По итогам выборов Эрдоган получил чрезвычайные полномочия и де-факто стал новым султаном. Москва не против — в отличие от Вашингтона и Брюсселя

ТАСС
Победив на выборах, Реджеп Тайип Эрдоган превратил Турцию в суперпрезидентскую страну, которой будет фактически единолично править еще как минимум десять лет
Читайте Monocle.ru в

Победа Реджепа Тайипа Эрдогана на досрочных парламентских и президентских выборах в Турции имеет историческое значение, причем не только для страны, но и для всего мира. Наделенный крайне широкими полномочиями, он продолжит проводить исламизацию страны, а также пантюркистско-исламистскую внешнюю политику.

И многие эксперты видят в этом угрозу. Светско-республиканское наследие Мустафы Кемаля Ататюрка, позволившее Турции стать самой успешной исламской демократией, фактически уничтожается. А государство превращается в некий новый султанат, население которого будет накачиваться имперскими амбициями и идеями реваншизма, от которых пострадает весь регион — именно такая внешняя политика Турции (ставившая целью возврат под контроль Анкары всего Ближнего Востока) подбросила львиную долю керосина в пожар «арабской весны», сжегший Ливию, а также серьезно опаливший Египет и Сирию. Сумев избежать за это ответственности, своевременно сбежав из сообщества поджигателей в российско-иранский лагерь пожарных (как верно отмечают некоторые американские эксперты, «Эрдоган стал самым успешным в мире исламистским лидером потому, что он самый прагматичный»), турецкий неосултан, безусловно, продолжит реализацию своих амбиций. Правда, уже с большей осторожностью и оглядкой на другие центры силы.

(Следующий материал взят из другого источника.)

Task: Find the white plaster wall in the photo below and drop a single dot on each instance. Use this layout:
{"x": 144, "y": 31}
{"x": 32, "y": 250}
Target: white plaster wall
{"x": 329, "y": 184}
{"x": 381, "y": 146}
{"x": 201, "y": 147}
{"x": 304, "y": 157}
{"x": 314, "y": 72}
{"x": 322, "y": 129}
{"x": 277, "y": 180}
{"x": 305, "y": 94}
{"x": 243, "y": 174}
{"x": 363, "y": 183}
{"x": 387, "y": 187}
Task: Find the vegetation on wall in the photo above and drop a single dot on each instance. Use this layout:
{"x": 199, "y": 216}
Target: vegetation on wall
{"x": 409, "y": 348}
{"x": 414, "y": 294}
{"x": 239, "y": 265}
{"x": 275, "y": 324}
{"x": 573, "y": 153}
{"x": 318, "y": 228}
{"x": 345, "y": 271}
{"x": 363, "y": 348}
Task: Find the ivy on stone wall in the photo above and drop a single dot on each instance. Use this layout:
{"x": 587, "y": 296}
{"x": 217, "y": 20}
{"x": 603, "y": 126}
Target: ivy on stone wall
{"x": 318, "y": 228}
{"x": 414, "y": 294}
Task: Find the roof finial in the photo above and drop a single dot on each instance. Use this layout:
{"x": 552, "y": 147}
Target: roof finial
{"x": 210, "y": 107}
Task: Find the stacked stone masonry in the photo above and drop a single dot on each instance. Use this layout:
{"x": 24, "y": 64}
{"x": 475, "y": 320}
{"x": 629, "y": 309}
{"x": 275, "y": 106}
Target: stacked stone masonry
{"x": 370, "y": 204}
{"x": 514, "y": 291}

Вопрос в том, как на эти процессы реагировать. Запад выбрал сопротивление — в Европе и США формально признали победу Эрдогана на выборах, однако намерены продолжить дипломатическую войну с турецким президентом. В западных СМИ идет диффамация Эрдогана, а политики готовятся ввести против него санкции, даже понимая, что это приведет не к изменению турецкой политики в интересах Запада, а лишь к обострению отношений между Анкарой и Вашингтоном с Брюсселем.

Москва же поступает умнее. Кремлю, безусловно, не нравятся некоторые тенденции в турецкой внешней политике (особенно те, что подрывают территориальную целостность некоторых государств), однако Россия остается приверженной своему правилу: мы уважаем выбор других народов и работаем с теми лидерами, которые эти народы себе избирают. Поэтому Москва заняла взвешенную позицию и (как она обычно делает) намерена заработать неплохие дивиденды на ошибочной западной стратегии. Главное при этом не забывать, с кем мы имеем дело.

Торопиться надо

Нынешние выборы не случайно называют важнейшими в современной истории Турции. После их проведения должны были вступить в силу конституционные поправки, принятые на референдуме в апреле 2017 года и превращающие страну в суперпрезидентскую республику. Они предполагают ликвидацию поста премьер-министра, запрет бывшим военным (хранителям республиканских традиций Ататюрка) участвовать в выборах, де-факто переводят судебную власть под контроль президента, выводят правительство из-под контроля парламента.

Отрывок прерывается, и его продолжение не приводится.